Still, it was strange, because if the yell had come from next door, Will must have yelled into a glass held up to the wall, or something, for the voice to sound as if it were coming from inside the cabinet while my head was stuck in there painting.
I walked out to the back yard and looked at Harry's house. Everything was dark and quiet. “Will”, I yelled! No answer. I yelled again. Still no answer. I walked out of my back gate into the alley then into Harry's yard and up to the back door and knocked. “Will”, I yelled again! Nothing.
I went back to my house, perplexed.
Now, there are different ways a person yells “hey”. There's the short sharp kind of “hey” you yell if you catch someone stealing your bike. Then there is the longer “hey” you yell if someone is far off in the distance and you are trying to catch their attention.
The “hey” I heard was definitely of the second kind.
I decided the voice had to have been Will's or the voice of someone else next door—it was the only explanation possible—and my straining into the cabinet had played a trick on my ears. I couldn't otherwise account for the undeniable sensation that the voice had come from inside the cabinet just inches from my ear.
Nevertheless, the experience was so vivid and odd that I told Sherman about it the next time he visited. He listened intently and seriously. When I'd finished, I paused. Then I said, “I can't shake the feeling that it was Glenn trying to get my attention”.
Sherman let out a low exclamation and sat back in his chair, never taking his eyes off me. “You are not one to let your imagination run wild”, he said finally. “When it comes to things like this, like the unseen spirit world, or whatever you want to call it, you are the most skeptical person I have ever known”.

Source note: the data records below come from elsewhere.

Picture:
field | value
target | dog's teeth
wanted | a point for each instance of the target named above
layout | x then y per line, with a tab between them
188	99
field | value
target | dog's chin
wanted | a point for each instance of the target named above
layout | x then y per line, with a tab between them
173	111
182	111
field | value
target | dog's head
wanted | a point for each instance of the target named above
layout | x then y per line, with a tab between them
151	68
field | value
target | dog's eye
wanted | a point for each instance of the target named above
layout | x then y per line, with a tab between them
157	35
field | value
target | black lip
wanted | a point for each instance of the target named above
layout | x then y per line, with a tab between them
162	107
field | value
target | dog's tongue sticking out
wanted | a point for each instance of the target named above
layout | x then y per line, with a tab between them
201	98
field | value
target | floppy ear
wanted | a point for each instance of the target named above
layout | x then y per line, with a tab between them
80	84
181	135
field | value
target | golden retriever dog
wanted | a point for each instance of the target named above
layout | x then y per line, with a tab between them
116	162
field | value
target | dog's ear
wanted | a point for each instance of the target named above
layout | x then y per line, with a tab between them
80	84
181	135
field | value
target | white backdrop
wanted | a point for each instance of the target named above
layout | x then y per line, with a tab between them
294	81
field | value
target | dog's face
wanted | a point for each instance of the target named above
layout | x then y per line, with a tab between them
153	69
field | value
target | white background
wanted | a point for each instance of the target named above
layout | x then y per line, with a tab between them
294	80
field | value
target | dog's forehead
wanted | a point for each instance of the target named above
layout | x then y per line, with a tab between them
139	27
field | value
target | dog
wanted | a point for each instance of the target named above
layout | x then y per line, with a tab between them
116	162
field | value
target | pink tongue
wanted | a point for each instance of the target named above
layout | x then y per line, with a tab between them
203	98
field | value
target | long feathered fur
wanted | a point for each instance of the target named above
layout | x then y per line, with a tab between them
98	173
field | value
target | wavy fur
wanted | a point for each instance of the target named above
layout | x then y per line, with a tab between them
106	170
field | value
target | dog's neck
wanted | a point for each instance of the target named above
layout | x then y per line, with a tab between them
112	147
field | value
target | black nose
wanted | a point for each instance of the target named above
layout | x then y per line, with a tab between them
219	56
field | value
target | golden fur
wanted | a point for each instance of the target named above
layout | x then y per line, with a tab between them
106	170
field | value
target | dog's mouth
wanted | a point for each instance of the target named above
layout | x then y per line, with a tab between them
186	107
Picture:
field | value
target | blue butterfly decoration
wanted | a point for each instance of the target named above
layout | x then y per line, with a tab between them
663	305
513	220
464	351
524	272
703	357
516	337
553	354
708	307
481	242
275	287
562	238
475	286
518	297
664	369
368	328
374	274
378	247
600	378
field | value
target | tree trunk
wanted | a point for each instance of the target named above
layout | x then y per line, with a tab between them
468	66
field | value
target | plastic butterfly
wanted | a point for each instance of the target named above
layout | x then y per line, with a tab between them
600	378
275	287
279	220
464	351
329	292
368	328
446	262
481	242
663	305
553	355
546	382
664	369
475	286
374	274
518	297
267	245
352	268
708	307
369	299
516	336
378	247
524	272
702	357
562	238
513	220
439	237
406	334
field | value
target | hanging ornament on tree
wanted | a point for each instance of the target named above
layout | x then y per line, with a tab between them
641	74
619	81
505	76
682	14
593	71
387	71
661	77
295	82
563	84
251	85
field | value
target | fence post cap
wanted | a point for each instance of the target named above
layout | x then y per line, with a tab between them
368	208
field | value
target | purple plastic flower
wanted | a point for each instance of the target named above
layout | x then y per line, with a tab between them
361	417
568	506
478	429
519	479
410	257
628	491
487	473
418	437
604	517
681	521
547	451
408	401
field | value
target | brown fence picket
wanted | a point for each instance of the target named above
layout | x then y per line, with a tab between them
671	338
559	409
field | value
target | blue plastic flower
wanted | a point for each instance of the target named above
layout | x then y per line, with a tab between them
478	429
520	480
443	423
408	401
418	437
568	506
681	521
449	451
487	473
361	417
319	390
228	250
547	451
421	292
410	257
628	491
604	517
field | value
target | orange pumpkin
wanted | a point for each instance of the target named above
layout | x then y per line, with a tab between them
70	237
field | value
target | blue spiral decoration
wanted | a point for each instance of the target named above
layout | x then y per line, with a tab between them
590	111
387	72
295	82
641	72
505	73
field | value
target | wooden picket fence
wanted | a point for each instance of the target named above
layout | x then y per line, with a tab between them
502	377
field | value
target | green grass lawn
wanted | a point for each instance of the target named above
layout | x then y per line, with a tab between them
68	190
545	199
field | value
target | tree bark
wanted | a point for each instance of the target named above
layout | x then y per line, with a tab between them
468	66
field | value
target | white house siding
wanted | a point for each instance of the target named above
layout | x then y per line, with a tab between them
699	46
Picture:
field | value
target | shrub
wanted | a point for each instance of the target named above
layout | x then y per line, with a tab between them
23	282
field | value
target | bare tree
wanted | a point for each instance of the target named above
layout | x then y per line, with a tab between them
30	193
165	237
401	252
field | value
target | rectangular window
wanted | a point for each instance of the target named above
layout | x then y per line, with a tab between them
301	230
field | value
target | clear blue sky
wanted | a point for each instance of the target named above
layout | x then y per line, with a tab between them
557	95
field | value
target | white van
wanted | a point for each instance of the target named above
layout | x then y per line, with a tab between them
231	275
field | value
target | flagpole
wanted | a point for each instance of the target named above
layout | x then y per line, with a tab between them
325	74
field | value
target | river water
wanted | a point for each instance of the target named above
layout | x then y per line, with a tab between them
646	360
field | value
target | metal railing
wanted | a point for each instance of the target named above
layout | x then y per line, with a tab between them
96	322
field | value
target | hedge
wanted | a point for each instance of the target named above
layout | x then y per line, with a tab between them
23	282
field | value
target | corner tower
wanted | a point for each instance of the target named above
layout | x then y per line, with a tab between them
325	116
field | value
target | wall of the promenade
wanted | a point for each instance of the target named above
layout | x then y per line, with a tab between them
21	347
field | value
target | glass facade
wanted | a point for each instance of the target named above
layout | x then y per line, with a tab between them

“I know”, I said, “and I still can't believe it. But I know what I heard, and I heard that”.
* * *
The mail was beginning to pile up in the mailbox. It was locked, and I hadn't been given a key. I called Brian one afternoon and asked whether he had one. No, he didn't have one, so I forced the box open and retrieved the mail. My new utility bills. Old mail for Glenn. Because there was so much of it, the mail was crammed into the box, so I had to push my fingers all the way to the bottom of the mailbox to pry the crumpled letters up. I had them all up, but there seemed to be one more still at the bottom of the mailbox.
I looked in, and there was a hand-addressed letter there at the bottom, really wedged in. Using my fingernail, I pried it out. It was a personal letter, addressed to Glenn. The return address indicated it was from his mother, postmarked just prior to his death. It had never been opened.
I called Sherman and told him about the letter. “Maybe that explains their coldness and the unnatural lack of grief about Glenn's death”, I conjectured. “Maybe this was the mother seeking forgiveness or something and he never read the letter. One of those classic tragic dead letter stories.”
Even though it was several days before the second month's rent payment was due, I called Brian and told him I'd found a letter that may be important, that it appeared to be from his mother to Glenn, mailed just before Glenn died, but never opened. If he wanted to collect the rent early, I told him, that was cool, in case he wanted to come get the letter right away.
“No, that's alright”, he said. “I know what it is. We mailed him a bunch of letters and when we first heard he was dead we were afraid maybe the letters had made him kill himself. But when we got to the house, they were all still in the mailbox unopened.”
“Oh”, I said, vaguely wondering how Brian had gotten into the mailbox if he didn't have a key.
“I'll be by this weekend for the rent, and I'll get the letter then”, he said.
“OK”, I responded. “By the way, Brian, you said you would be interested in selling this house. What would you ask”?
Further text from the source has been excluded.